One such token class is of course the recursive $()
construct. This construct can be nested arbitrarily. I am trying to devise a JavaScript regular expression to match this type of token without accidentally leaving parts behind or grabbing parts of other tokens.
The problem, more specifically:
Given a string such as this example:
"$(foo $(bar) fizz $(buzz)) $(something $(else))"
which is made up of individual tokens, each delimited by an outer $() and followed either by whitespace or end-of-string,
match the first such token in the string from and including its open $( to and including its final closing )

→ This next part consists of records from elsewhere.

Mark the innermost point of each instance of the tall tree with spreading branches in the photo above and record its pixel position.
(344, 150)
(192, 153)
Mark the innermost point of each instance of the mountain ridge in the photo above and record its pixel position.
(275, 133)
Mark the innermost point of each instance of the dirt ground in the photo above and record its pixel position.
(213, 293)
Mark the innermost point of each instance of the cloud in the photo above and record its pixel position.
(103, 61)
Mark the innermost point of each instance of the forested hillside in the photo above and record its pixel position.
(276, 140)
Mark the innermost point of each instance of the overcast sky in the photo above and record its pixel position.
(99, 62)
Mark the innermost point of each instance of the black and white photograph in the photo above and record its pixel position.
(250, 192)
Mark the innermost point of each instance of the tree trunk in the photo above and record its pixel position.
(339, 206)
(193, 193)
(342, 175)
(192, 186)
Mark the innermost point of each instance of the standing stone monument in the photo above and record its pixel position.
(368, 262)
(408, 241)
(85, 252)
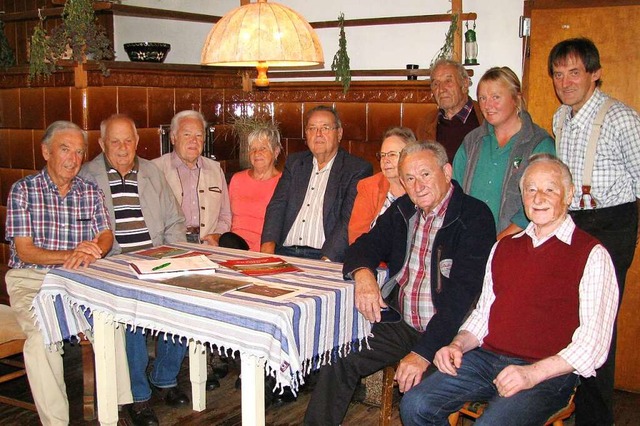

In the event that an unbalanced construct occurs anywhere in the string, the behavior of this regex is considered undefined and does not matter.
So in the above example the regex should match "$(foo $(bar) fizz $(buzz))"
Further usage details:
Both the input string and the returned match are passed through String.prototype.trim()
, so leading and trailing whitespace doesn't matter
I am able to deem unbalanced constructs an undefined case because the code that consumes this type of token once extracted does its own balance checking. Even if the regex returns a match that is surrounded by an outer $(), the error will eventually be caught elsewhere.
What I've tried so-far
For a while I've been using this regex:
/\$\(.*?\)(?!(?:(?!\$\().)*\))(?:\s+|$)/
which seemed to work for quite some time. It matches arbitrarily nested balanced constructs so long as they do not have multiple nests at the same level. That case just slipped past my mind somehow when testing initially. It consumes the contents of the token with lazy repetition, and asserts that after the closing paren there is not another close paren before there is an open $(. This is of course broken by tokens such as the example above.
I know that the traditional "balanced constructs regex problem" is not solvable without subroutines/recursion. However I'm hoping that since I only need to match balanced constructs and not fail to match imbalanced ones, that there's some clever way to cheat here.